In order for the data to be objective, we need to select the sample using random procedures. Random selection allows us to compute sampling errors, (sampling errors are discussed later). Moreover, selecting segments at random ensures objectivity in the sample.
Question: What types of errors are associated with statistical surveys?
There are two types of errors associated with surveys: sampling errors, which are a result of differences among samples, and nonsampling errors, which are a result of sampling frame errors, response errors, or mistakes in processing the data. Of the two, nonsampling errors are usually more important and more difficult to estimate and control. They are a major concern in any survey. The area frame (AF) is designed to control for both types of errors; however, special emphasis is placed on controlling nonsampling errors.
Question: What is sampling error?
Sampling error is survey error associated with the sample. The following example illustrates sampling error.
An area of interest is divided into 30,000 segments of land and a random sample of 300 segments is selected.
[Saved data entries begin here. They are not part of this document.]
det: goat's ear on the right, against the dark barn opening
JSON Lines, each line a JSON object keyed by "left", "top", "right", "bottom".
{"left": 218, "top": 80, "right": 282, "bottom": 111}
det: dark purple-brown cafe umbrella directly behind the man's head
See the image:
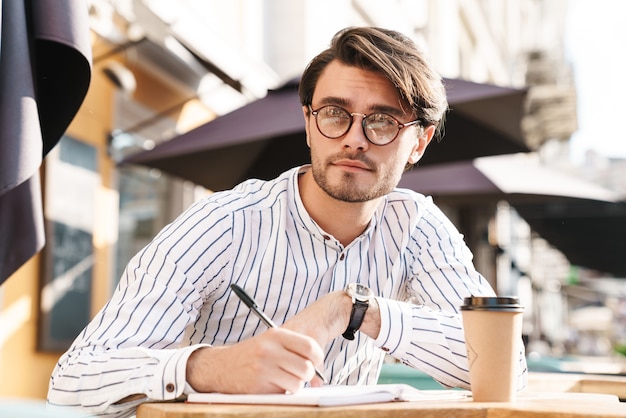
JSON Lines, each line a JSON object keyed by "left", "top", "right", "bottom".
{"left": 120, "top": 79, "right": 529, "bottom": 191}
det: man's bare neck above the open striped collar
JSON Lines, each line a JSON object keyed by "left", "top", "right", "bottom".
{"left": 298, "top": 170, "right": 380, "bottom": 247}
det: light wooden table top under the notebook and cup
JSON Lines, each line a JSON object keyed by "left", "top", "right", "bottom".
{"left": 137, "top": 393, "right": 626, "bottom": 418}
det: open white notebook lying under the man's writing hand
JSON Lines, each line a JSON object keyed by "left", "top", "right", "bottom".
{"left": 187, "top": 383, "right": 471, "bottom": 406}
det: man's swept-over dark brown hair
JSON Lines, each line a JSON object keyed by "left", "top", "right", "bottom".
{"left": 299, "top": 27, "right": 448, "bottom": 140}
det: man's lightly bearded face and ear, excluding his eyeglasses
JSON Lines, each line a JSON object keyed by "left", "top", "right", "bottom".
{"left": 303, "top": 61, "right": 434, "bottom": 202}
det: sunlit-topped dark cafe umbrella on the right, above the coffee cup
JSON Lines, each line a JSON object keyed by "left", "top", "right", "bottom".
{"left": 399, "top": 153, "right": 626, "bottom": 276}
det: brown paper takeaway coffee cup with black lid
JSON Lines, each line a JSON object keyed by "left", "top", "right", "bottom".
{"left": 461, "top": 296, "right": 524, "bottom": 402}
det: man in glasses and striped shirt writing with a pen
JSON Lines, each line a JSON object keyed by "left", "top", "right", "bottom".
{"left": 49, "top": 28, "right": 526, "bottom": 415}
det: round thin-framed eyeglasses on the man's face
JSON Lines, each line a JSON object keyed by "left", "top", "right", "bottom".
{"left": 309, "top": 105, "right": 422, "bottom": 145}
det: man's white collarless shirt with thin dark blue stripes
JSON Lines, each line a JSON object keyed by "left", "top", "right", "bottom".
{"left": 48, "top": 167, "right": 526, "bottom": 416}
Data are obtained from the 300 segments and an estimate of wheat acreage is produced by multiplying the total wheat acreage found in the 300 segments by 30,000/300 = 100. If another 300 segments were selected, the estimate would be different. The differences in estimates among samples are called sampling errors.
If the estimates vary considerably, then we would conclude that our estimator has a large variance or sampling error. Estimators with small sampling errors are most desirable. However, there is another criterion that also is important, the element of nonsampling error or bias.
Question: What is nonsampling error (or bias)?
Nonsampling error is the difference between the center of the distribution that defines sampling error and the true value being estimated. This difference is defined as bias. Whether or not the true value being estimated is at the center of the sampling error distribution is controlled by:

  • the completeness of the sampling frame,
  • every element in the population having a known positive chance of selection,
  • accuracy of data collection, recording, and data entry,
  • the technical properties of the estimators.
Often, one cannot determine sampling errors unless other samples of 300 segments are selected and enumerated. However, with proper sampling techniques the variation can be measured with only one sample. The segment to segment variation is used to calculate the sample to sample variation. In essence sample to sample variation is estimated with only one sample. (This is one reason why use of random numbers to select the sample is so important.) One common measure of sampling error is the coefficient of variation (CV). It is a relative sampling error and is expressed as a percent, such as plus or minus 3 percent. For example, with such a margin of error, one might estimate maize to be 427,000 hectares (plus or minus 3 percent). Margins of error are related to the size of the sample. Smaller samples produce larger margins of error than will larger samples. With a sample size of 100, for example, the CV might be plus or minus 6 percent. In order to reduce the CV to 3 %, a sample of 400 might be required.